Loading

Hybrid search with semantic_text

This tutorial walks you through hybrid search using the semantic_text field type together with a text field for lexical search. By the end, you will be able to:

  • Create an index mapping that supports storing both text content and vector embeddings for hybrid search
  • Ingest documents so the same text is embedded for semantic search and available for full-text search
  • Run hybrid queries using retrievers or ES|QL

In hybrid search, semantic retrieval scores by meaning while lexical search scores by textual similarity. Combining them often results in more robust rankings than either alone.

The recommended way to use hybrid search in the Elastic Stack follows the semantic_text workflow: you avoid hand-building inference ingest pipelines for embeddings while still keeping a dedicated text field for keyword-style matching.

Tip

To run the curl examples in this tutorial, set the following environment variables:

export ELASTICSEARCH_URL="your-elasticsearch-url"
export API_KEY="your-api-key"
		

To generate API keys, search for API keys in the global search bar. Learn more about finding your endpoint and credentials.

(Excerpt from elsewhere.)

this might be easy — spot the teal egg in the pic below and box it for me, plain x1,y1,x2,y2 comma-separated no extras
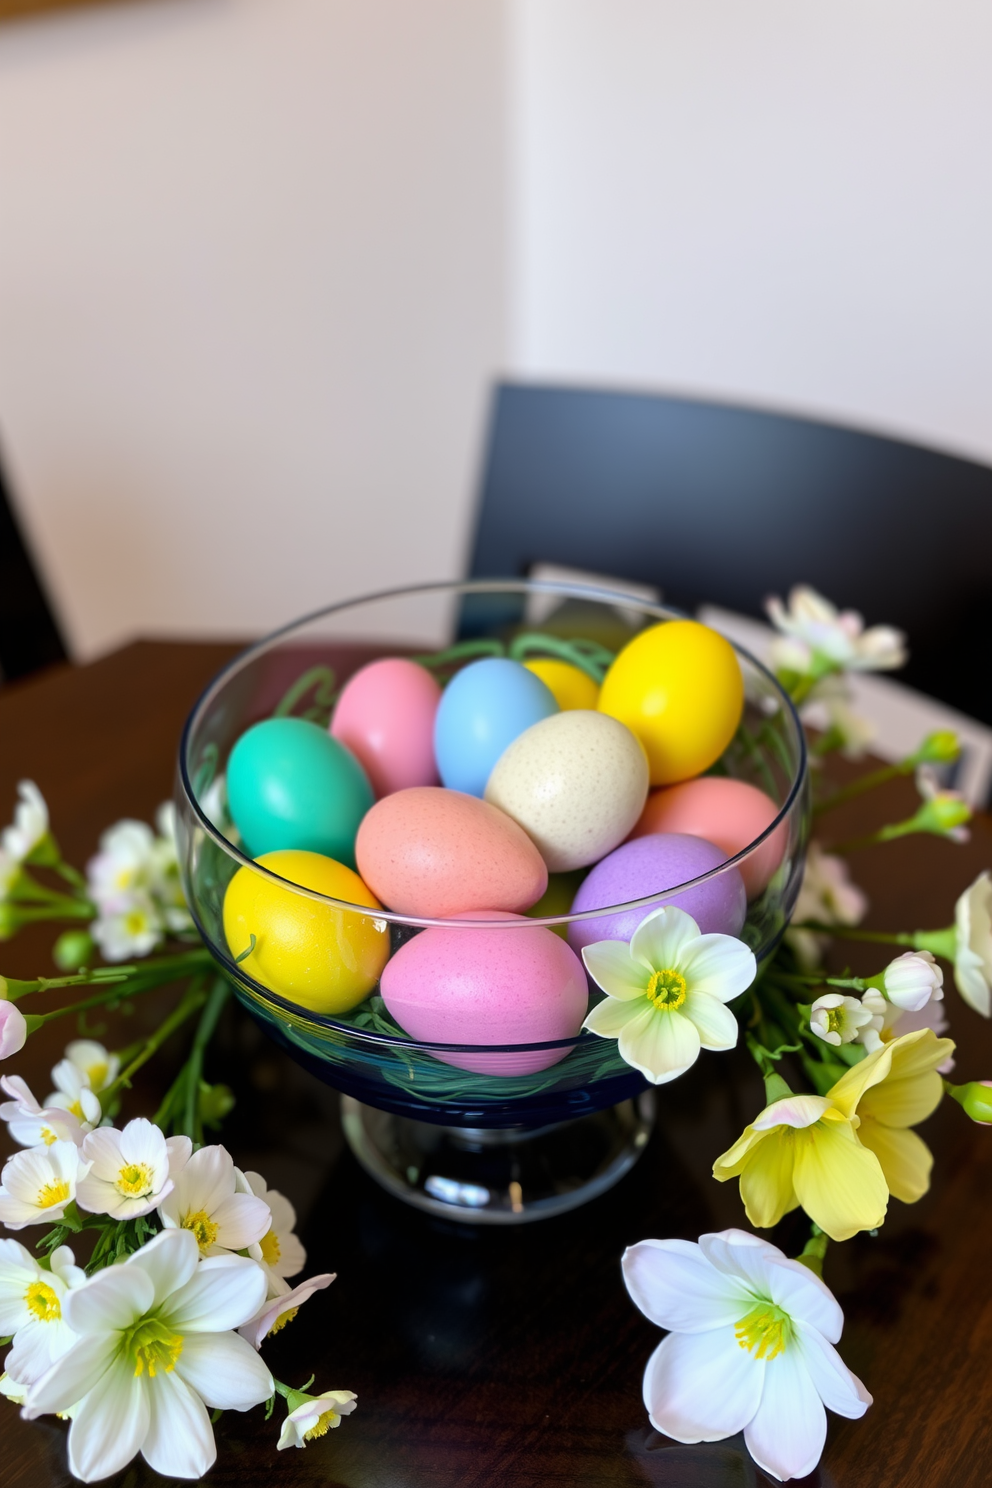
226,717,373,867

The destination index will contain both the embeddings for semantic search and the original text field for full-text search. This structure enables the combination of semantic search and full-text search.

You can run inference either using the Elastic Inference Service or on your own machine learning nodes.

Tip

For large-scale dense vector deployments, quantization strategies like BBQ can reduce memory usage. For details, refer to Optimizing vector storage.

In this example, you create an index for hybrid search using Elastic Inference Service. Embeddings are generated with the default inference model for the the semantic_text field type.

				PUT semantic-embeddings
					{
  "mappings": {
    "properties": {
      "content_embedding": {
        "type": "semantic_text"
      },
      "content": {
        "type": "text",
        "copy_to": "content_embedding"
      }
    }
  }
}
		
  1. The name of the field to contain the generated embeddings for semantic search.
  2. The field to contain the embeddings is a semantic_text field. Since no inference_id is provided, the default inference endpoint is used.
  3. The name of the field to contain the original text for lexical search.
  4. The textual data stored in the content field is copied to content_embedding and processed by the inference endpoint.
curl -X PUT "${ELASTICSEARCH_URL}/semantic-embeddings" \
     -H "Content-Type: application/json" \
     -H "Authorization: ApiKey ${API_KEY}" \
     -d '{
       "mappings": {
         "properties": {
           "content_embedding": {
             "type": "semantic_text"
           },
           "content": {
             "type": "text",
             "copy_to": "content_embedding"
           }
         }
       }
     }'
		
  1. The name of the field to contain the generated embeddings for semantic search.
  2. The field to contain the embeddings is a semantic_text field. Since no inference_id is provided, the default inference endpoint is used.
  3. The name of the field to contain the original text for lexical search.
  4. The textual data stored in the content field is copied to content_embedding and processed by the inference endpoint.
Important

For production environments, we recommend explicitly specifying the inference_id for semantic_text fields. Default endpoints can change across versions and deployment types, which may lead to to potential issues like mixed embedding models and inconsistent ranking results.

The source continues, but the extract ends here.